信頼できる人物を予め将来の自分の後見人として選ぶことが出来る制度

 後見制度等は判断能力が欠けたり、低下した状態になって初めて開始されます。任意後見制度は、自分の判断能力が十分なうちに信頼できる人物に後見人の候補者を指名する制度です。予め任意後見契約によって定めておくことができます。

 任意後見制度のメリットは、自分の信頼をできる人物を後見人に選ぶことができることです。

 任意後見制度を利用するためには、公証役場に赴き、公正証書によって任意後見契約書を作成する必要があります。後見人に頼みたい事項も原則として自由に定めることが出来ます。そして、本人の判断能力が衰えた場合、任意後見人受任者等は、家庭裁判所に対して、任意後見監督人選任の申立を行い、任意後見監督人が選任されたら、正式に任意後見人としての任務が始まります。

弁護士による成年後見

後見人等の事務負担

 昨今、残念なことではありますが、後見人等の地位を悪用した不祥事例が発生しております。そのため、家庭裁判所の後見人等に対する監督が厳しくなる傾向にあります。

 以前に比べると家庭裁判所に対して、後見人事務の報告をする回数が増えています。概ね、年に1度は後見事務について報告をする必要があり、その際には、被後見人の財産目録や収支計算票等を資料添付のうえで提出する必要があります。それなりの負担になることは間違いありません。

後見人等の弁護士への依頼

 後見人の業務は原則として被後見人が亡くなるまで続くため、長期間にわたって適正に財産管理をすることが求められるのです。したがって、軽い気持ちで後見人になろうと考えることは適切ではありません。後で、こんなに大変だとは知らなかったとわかっても、後見人を辞めることは容易ではありません。

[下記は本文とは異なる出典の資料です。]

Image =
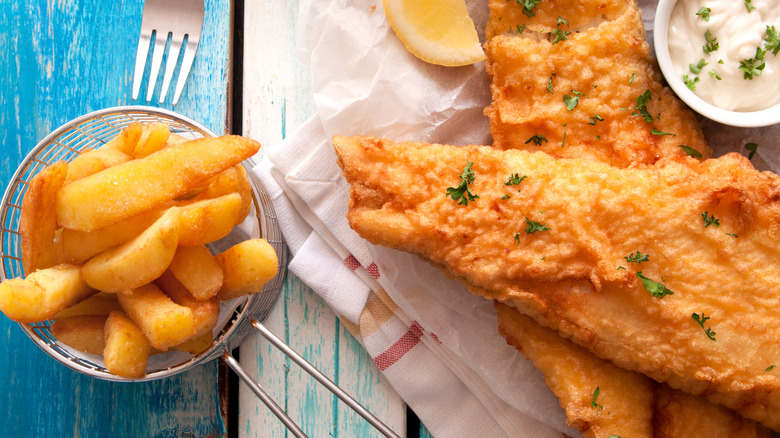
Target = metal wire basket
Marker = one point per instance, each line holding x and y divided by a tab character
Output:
238	317
93	130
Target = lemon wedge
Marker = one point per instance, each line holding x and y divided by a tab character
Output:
436	31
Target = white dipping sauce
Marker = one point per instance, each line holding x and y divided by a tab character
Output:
738	33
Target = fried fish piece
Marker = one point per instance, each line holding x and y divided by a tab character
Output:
563	245
596	94
599	398
678	414
509	17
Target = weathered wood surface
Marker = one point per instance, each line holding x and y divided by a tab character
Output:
62	59
277	98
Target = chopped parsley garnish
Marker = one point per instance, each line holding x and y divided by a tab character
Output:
754	66
641	107
595	119
661	133
571	101
691	151
637	257
560	35
537	140
533	226
528	6
696	68
690	83
710	220
656	289
704	13
712	43
462	193
701	320
752	147
772	40
593	402
515	179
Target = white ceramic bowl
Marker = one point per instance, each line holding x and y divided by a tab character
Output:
766	117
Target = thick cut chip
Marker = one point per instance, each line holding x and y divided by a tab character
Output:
556	246
38	221
599	398
153	138
162	321
99	304
93	161
247	266
127	349
138	261
205	312
598	94
197	270
43	293
80	246
82	332
233	180
133	187
208	220
127	138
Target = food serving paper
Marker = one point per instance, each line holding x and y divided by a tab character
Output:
366	82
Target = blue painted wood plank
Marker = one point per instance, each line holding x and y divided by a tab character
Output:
62	59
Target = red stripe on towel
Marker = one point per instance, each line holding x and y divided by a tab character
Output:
400	348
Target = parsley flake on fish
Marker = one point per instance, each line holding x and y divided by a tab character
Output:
691	151
710	220
637	257
462	193
701	320
515	179
655	288
533	226
537	140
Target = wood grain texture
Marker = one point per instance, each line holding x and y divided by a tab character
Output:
62	59
277	99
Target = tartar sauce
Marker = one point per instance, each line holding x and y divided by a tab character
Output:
716	47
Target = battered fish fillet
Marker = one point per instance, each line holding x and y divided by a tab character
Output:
597	94
678	414
507	16
636	406
600	399
557	250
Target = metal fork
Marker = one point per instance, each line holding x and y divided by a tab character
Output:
177	18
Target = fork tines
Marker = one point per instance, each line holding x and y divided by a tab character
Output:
164	20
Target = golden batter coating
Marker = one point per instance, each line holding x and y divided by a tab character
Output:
507	16
599	398
598	94
699	313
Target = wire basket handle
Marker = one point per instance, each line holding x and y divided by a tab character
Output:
309	368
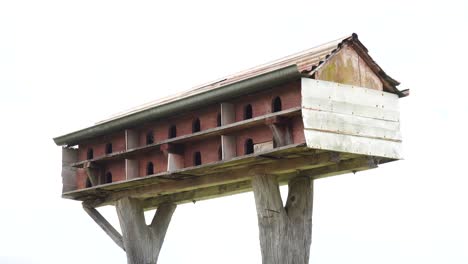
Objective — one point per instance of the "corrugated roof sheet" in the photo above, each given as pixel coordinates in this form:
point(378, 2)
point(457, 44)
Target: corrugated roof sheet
point(306, 61)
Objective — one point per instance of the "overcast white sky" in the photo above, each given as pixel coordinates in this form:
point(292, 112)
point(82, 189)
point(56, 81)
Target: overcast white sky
point(66, 64)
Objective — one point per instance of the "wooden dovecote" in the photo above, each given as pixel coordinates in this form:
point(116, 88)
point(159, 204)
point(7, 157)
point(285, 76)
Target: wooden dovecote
point(322, 112)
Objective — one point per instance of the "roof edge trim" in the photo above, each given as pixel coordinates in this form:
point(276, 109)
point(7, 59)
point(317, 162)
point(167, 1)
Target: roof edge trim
point(254, 84)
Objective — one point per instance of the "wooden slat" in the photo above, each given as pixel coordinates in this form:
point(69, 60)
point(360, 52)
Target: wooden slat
point(345, 166)
point(352, 125)
point(227, 176)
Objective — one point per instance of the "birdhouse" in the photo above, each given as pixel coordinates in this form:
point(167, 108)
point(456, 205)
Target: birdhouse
point(325, 111)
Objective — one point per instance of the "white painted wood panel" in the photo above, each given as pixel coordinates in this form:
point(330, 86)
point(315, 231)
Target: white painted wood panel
point(351, 119)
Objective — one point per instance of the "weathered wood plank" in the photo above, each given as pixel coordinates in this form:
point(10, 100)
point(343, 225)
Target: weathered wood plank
point(69, 156)
point(341, 167)
point(352, 95)
point(352, 125)
point(284, 232)
point(289, 165)
point(142, 242)
point(353, 144)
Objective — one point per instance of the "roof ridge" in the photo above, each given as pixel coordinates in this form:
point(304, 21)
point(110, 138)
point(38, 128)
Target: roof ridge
point(250, 72)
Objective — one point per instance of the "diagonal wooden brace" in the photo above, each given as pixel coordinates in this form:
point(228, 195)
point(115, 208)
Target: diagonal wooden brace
point(105, 225)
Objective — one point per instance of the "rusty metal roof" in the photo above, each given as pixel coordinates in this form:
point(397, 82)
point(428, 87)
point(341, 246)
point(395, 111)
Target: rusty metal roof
point(305, 63)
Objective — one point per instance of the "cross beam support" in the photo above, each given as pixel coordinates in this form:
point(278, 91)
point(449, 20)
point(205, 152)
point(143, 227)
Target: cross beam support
point(141, 242)
point(285, 231)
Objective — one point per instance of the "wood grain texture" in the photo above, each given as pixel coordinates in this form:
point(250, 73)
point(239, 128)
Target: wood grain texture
point(105, 225)
point(142, 242)
point(285, 231)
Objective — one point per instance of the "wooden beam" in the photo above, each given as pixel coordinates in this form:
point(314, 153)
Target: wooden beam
point(105, 225)
point(284, 231)
point(199, 194)
point(142, 242)
point(346, 166)
point(229, 176)
point(69, 156)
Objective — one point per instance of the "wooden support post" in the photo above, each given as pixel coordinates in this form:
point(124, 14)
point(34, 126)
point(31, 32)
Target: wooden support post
point(105, 225)
point(285, 231)
point(69, 156)
point(228, 143)
point(142, 242)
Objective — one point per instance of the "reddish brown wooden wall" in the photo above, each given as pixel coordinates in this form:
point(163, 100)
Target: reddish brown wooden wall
point(261, 102)
point(208, 150)
point(290, 95)
point(158, 159)
point(99, 145)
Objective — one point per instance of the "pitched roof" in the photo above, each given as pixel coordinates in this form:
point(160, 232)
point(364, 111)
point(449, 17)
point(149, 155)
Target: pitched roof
point(303, 63)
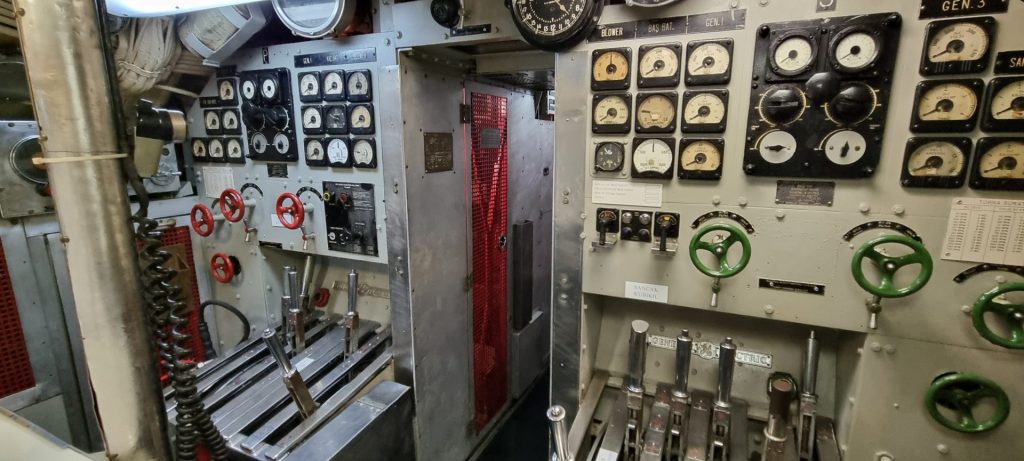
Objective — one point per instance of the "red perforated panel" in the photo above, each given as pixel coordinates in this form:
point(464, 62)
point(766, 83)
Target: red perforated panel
point(15, 369)
point(489, 208)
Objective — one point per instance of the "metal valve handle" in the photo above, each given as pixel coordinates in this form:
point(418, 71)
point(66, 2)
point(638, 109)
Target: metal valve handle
point(720, 250)
point(1012, 313)
point(961, 392)
point(888, 265)
point(292, 215)
point(232, 205)
point(202, 219)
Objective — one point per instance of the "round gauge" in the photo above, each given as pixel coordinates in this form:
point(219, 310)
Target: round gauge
point(776, 147)
point(700, 156)
point(652, 156)
point(314, 150)
point(855, 51)
point(793, 55)
point(611, 111)
point(610, 66)
point(656, 112)
point(216, 149)
point(337, 152)
point(708, 58)
point(705, 108)
point(311, 119)
point(268, 88)
point(1005, 161)
point(333, 85)
point(282, 143)
point(360, 117)
point(259, 142)
point(309, 85)
point(958, 42)
point(609, 157)
point(845, 147)
point(947, 101)
point(658, 61)
point(936, 159)
point(1008, 102)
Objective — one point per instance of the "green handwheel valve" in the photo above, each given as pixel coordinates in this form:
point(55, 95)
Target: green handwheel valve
point(961, 392)
point(1012, 313)
point(720, 250)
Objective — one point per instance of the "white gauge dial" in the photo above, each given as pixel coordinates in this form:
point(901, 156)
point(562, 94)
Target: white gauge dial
point(845, 147)
point(337, 152)
point(856, 51)
point(947, 101)
point(794, 55)
point(709, 58)
point(700, 156)
point(611, 111)
point(936, 159)
point(957, 42)
point(705, 108)
point(652, 156)
point(776, 147)
point(1005, 161)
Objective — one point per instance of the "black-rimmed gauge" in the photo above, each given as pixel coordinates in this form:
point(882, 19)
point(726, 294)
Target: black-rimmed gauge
point(611, 113)
point(705, 111)
point(935, 162)
point(358, 86)
point(338, 153)
point(1005, 106)
point(776, 147)
point(854, 50)
point(312, 120)
point(700, 159)
point(365, 154)
point(946, 106)
point(336, 120)
point(709, 61)
point(653, 158)
point(793, 54)
point(309, 87)
point(610, 69)
point(609, 157)
point(957, 46)
point(334, 85)
point(844, 147)
point(781, 105)
point(360, 119)
point(656, 113)
point(658, 66)
point(854, 102)
point(998, 164)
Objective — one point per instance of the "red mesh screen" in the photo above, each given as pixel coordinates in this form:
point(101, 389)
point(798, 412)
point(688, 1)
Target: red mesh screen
point(489, 208)
point(15, 369)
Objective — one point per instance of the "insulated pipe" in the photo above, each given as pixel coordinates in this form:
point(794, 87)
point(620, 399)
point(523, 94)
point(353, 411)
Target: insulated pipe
point(62, 44)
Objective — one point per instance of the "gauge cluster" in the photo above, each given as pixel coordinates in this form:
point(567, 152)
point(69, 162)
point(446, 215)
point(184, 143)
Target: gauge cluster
point(819, 95)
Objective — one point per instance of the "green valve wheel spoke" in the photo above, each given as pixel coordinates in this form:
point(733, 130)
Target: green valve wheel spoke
point(962, 392)
point(720, 250)
point(889, 265)
point(1012, 315)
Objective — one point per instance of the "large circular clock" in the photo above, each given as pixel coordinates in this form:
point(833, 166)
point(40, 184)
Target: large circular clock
point(555, 25)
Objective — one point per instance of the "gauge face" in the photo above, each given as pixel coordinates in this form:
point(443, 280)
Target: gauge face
point(856, 51)
point(776, 147)
point(793, 55)
point(656, 113)
point(652, 158)
point(609, 157)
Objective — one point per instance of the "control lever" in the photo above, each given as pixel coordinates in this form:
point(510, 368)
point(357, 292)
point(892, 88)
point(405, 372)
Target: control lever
point(808, 401)
point(293, 380)
point(719, 448)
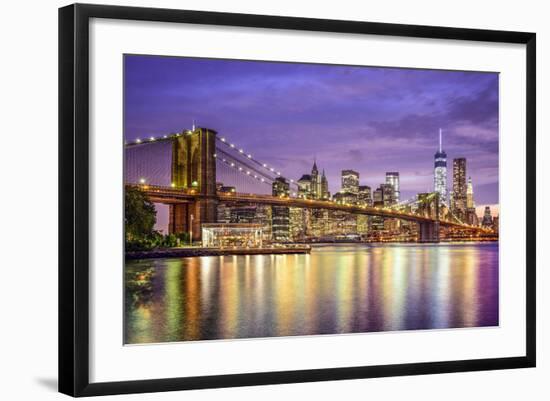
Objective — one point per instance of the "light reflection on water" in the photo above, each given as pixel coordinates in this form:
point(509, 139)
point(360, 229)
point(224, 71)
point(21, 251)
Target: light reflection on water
point(335, 289)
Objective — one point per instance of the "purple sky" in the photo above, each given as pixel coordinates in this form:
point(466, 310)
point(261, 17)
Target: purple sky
point(368, 119)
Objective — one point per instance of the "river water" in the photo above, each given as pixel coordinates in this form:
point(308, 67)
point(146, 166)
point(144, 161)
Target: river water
point(335, 289)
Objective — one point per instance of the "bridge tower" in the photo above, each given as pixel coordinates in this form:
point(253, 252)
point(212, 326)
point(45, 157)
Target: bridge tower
point(194, 169)
point(428, 206)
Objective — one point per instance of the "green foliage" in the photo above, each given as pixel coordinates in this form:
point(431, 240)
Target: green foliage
point(140, 215)
point(139, 222)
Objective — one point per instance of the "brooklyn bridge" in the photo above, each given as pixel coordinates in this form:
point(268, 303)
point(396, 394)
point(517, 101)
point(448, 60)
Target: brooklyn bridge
point(182, 170)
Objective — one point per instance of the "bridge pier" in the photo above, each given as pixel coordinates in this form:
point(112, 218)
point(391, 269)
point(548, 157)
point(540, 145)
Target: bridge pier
point(428, 231)
point(194, 168)
point(186, 217)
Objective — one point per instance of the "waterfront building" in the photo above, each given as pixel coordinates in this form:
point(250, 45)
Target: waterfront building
point(440, 171)
point(325, 194)
point(229, 235)
point(364, 196)
point(470, 194)
point(304, 186)
point(313, 186)
point(487, 218)
point(345, 198)
point(280, 215)
point(459, 187)
point(350, 181)
point(392, 178)
point(496, 224)
point(297, 223)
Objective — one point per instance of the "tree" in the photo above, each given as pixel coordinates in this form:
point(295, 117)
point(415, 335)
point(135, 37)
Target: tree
point(140, 215)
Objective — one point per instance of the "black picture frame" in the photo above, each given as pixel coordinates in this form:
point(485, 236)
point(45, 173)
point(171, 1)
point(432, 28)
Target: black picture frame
point(74, 198)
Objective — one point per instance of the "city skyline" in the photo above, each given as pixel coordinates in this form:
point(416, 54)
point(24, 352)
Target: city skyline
point(464, 103)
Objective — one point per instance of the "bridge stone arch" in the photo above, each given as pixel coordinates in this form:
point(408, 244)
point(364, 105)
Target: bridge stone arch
point(194, 168)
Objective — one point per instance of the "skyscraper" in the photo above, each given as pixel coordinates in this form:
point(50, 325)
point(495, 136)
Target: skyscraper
point(392, 178)
point(487, 218)
point(459, 187)
point(470, 194)
point(325, 194)
point(280, 215)
point(313, 186)
point(315, 182)
point(350, 181)
point(440, 171)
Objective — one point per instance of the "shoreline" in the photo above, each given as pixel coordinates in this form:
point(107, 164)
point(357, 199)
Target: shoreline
point(195, 252)
point(306, 249)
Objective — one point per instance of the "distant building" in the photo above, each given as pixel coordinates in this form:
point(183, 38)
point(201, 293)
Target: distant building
point(222, 235)
point(280, 215)
point(364, 196)
point(487, 218)
point(459, 188)
point(440, 171)
point(470, 195)
point(345, 198)
point(350, 181)
point(392, 178)
point(313, 186)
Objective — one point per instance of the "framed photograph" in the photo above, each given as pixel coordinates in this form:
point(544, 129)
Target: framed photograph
point(250, 199)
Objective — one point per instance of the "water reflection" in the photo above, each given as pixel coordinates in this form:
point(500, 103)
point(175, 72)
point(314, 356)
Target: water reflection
point(335, 289)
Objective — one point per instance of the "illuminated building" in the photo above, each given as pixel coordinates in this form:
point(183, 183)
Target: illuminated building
point(222, 235)
point(392, 178)
point(440, 171)
point(325, 194)
point(470, 194)
point(280, 215)
point(459, 187)
point(297, 223)
point(315, 182)
point(471, 216)
point(350, 181)
point(364, 196)
point(496, 224)
point(487, 218)
point(304, 186)
point(313, 186)
point(345, 198)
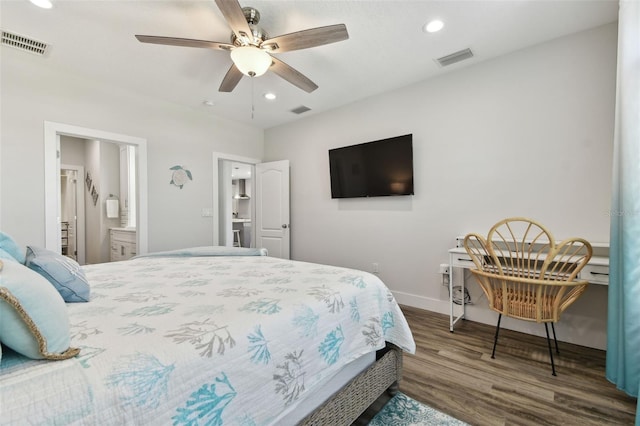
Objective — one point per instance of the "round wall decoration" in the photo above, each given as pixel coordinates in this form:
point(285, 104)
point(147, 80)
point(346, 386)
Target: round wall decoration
point(180, 176)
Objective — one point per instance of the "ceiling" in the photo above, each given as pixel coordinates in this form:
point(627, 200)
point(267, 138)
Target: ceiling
point(387, 48)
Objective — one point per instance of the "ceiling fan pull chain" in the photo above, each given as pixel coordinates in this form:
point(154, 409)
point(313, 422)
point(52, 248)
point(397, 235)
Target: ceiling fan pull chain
point(252, 98)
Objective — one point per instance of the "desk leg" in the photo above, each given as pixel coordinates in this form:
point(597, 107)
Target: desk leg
point(451, 293)
point(452, 319)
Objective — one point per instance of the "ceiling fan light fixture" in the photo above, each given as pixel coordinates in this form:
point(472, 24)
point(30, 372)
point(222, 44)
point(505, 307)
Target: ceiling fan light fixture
point(251, 60)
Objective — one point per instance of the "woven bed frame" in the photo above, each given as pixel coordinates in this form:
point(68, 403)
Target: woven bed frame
point(345, 406)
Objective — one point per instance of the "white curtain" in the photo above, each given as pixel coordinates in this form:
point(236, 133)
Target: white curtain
point(623, 327)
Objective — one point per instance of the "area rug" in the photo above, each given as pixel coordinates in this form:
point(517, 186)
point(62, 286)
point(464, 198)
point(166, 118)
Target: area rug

 法の専門家である弁護士が後見人となることで、財産管理や各種手続きがスムーズに進みます。なお、弁護士の費用は被後見人の財産から支払われることになります。

成年後見の費用

成年後見等申立手数料

 20万円~30万円(税別)
 ※裁判所が後見等を開始するか否かの判断にあたり、専門医に鑑定を依頼するケースがあります。その場合、鑑定費用およそ10万円~20万円が別途必要

 家庭裁判所に対して成年後見開始の申立手続きをする場合の費用です。弁護士に依頼をしなくとも手続きをすることは可能ですが、書類作成や資料取得は簡単ではありません。
 当事務所では、後見・保佐・補助全てのパターンでの申立の実績があります。(「被後見人」「被保佐人」「被補助人」のいずれになるかは、ご本人に残された判断能力次第ということになります。)

成年後見人等をお引き受けした場合の弁護士報酬

2万円~5万円/月(税別)の範囲が一般的
 弁護士が成年後見人等に就任した場合の報酬は、被後見人等の財産額や後見業務の内容を基準にして家庭裁判所が額を決定します。したがって弁護士費用は一概には言えませんが、月額2万円~5万円の範囲が一般的です。

任意後見契約書作成手数料

 20万円~(税別)
 ※公証人に対する手数料(概ね2~3万円)が別途必要

 任意後見契約書は公正証書によって作成されなければなりません。
 任意後見契約は、その内容を原則として自由に決めることができます。非常に重要な内容であるため、専門家である弁護士とよく相談して決めることがお勧めいたします。
 当事務所では任意後見契約も多数手掛けておりますので、依頼者様のご希望に沿った任意後見契約書を作成いたします。

任意後見人をお引き受けする場合の弁護士報酬

 3万円~5万円/月(税別)
 ※後見監督人の費用(概ね3万円~5万円/月)が別途必要

 任意後見の場合は、当事者間で任意後見人の報酬を契約で定めることが出来ます。報酬額は、ご本人の財産額や任意後見業務の内容に応じて協議させていただきます。